A Short Account of the Malignant Fever (1793) was a pamphlet published by Mathew Carey (January 28, 1760 – September 16, 1839) about the outbreak of the Yellow Fever epidemic Yellow Fever Epidemic of 1793 in Philadelphia in the United States. The first pamphlet of 12 pages was later expanded in three subsequent versions. Local black leaders Absalom Jones and Richard Allen thought that Carey's account did not give sufficient credit to black residents who volunteered as nurses during the outbreak, and published a counter-narrative, “A Narrative of the Proceedings of the Black People During the Late Awful Calamity in Philadelphia (1794). This was all due to Carey's accusations against African Americans in his publication which contained theft and extorting wages from people. Carey agreed with their assessment and revised his pamphlet a fourth time to present that view.

==Background==
Thomas Jefferson wrote to James Madison in the beginning of September, advising him of the disaster the epidemic would cause throughout the city.
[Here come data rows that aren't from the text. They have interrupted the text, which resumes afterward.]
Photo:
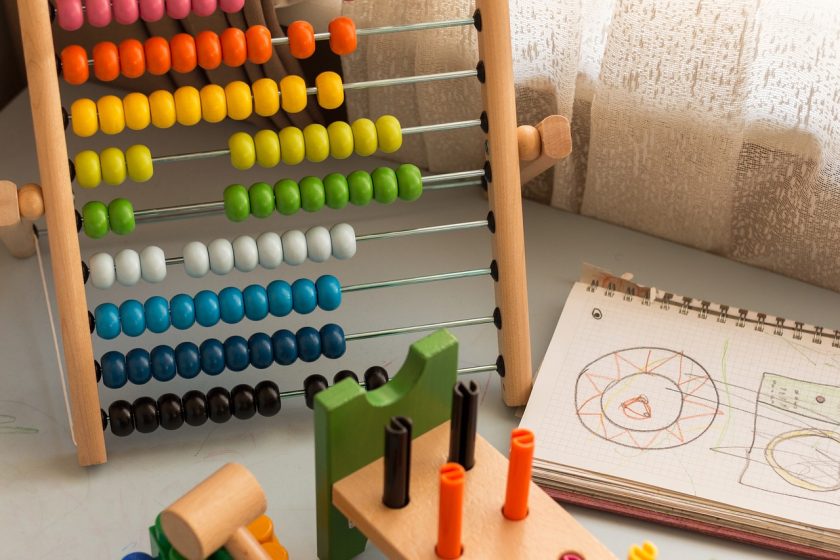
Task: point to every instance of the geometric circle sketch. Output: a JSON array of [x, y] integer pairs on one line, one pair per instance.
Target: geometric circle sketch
[[646, 398]]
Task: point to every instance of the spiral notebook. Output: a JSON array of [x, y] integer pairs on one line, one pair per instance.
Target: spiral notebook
[[692, 413]]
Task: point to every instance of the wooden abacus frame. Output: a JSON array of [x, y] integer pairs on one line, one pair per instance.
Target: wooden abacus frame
[[503, 174]]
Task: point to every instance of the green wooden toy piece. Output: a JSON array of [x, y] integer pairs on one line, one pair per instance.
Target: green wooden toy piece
[[349, 425]]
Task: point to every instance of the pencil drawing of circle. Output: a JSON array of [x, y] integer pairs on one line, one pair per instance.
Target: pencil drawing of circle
[[646, 398]]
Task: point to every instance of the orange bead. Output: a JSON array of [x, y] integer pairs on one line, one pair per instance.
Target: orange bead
[[74, 65], [106, 61], [342, 35], [301, 39], [158, 56], [234, 47], [209, 49], [132, 58], [184, 56]]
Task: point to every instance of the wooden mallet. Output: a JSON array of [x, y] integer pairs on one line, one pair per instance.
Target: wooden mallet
[[215, 514]]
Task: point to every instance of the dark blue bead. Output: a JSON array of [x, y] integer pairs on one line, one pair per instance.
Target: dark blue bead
[[138, 368], [157, 314], [259, 350], [187, 360], [309, 344], [163, 362], [207, 312], [256, 302], [329, 292], [232, 305], [113, 370], [333, 344], [236, 353], [284, 345], [212, 356]]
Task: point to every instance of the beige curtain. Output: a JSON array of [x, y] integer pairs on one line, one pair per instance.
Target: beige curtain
[[713, 123]]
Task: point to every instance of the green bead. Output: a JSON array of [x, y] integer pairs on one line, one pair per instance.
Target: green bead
[[361, 188], [312, 194], [237, 203], [121, 216], [262, 200], [287, 197], [95, 219], [337, 190], [409, 182], [385, 188]]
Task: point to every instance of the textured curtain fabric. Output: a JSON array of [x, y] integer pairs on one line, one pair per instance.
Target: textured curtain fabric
[[713, 123]]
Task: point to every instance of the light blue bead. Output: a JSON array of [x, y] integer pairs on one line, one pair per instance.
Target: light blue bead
[[207, 312], [157, 314], [107, 319]]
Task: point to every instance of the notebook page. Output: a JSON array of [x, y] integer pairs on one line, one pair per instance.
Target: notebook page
[[716, 410]]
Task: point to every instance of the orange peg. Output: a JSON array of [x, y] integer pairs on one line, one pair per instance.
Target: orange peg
[[519, 474], [451, 511]]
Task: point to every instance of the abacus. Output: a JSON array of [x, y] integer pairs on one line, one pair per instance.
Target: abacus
[[316, 143]]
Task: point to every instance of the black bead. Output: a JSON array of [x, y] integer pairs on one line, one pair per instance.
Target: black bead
[[375, 377], [195, 408], [313, 385], [218, 405], [145, 415], [171, 412], [243, 401], [122, 422], [268, 398]]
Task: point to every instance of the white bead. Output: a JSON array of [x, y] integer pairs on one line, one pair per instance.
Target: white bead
[[102, 272], [153, 264], [127, 264], [294, 247], [270, 249], [221, 256], [343, 241], [318, 244], [245, 253], [196, 259]]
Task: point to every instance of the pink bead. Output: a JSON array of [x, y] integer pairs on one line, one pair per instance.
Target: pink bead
[[98, 12], [70, 16], [178, 9], [204, 7], [152, 10], [126, 12]]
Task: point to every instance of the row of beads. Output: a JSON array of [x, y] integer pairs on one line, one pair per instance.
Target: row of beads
[[207, 308], [212, 356], [125, 12]]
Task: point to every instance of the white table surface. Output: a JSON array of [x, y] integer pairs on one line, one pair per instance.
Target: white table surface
[[50, 507]]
At the time, the population of Philadelphia was about 45,000. (Other estimates are 50,000.) Of the residents, an estimated 17,000 were said to have been ill, and nearly 5,000 died.

According to numerous scholars, Dr. Benjamin Rush wrote to Richard Allen, a black preacher and leader of the Free African Society, appealing to him and his people for help. This was due to the lack of white volunteers at the time. Rush also believed that blacks might have immunity to the disease, as he had read accounts by another doctor of a yellow fever in epidemic in Charleston, in which they were reported as surviving at higher rates than whites. He appealed to Allen for aid in the epidemic.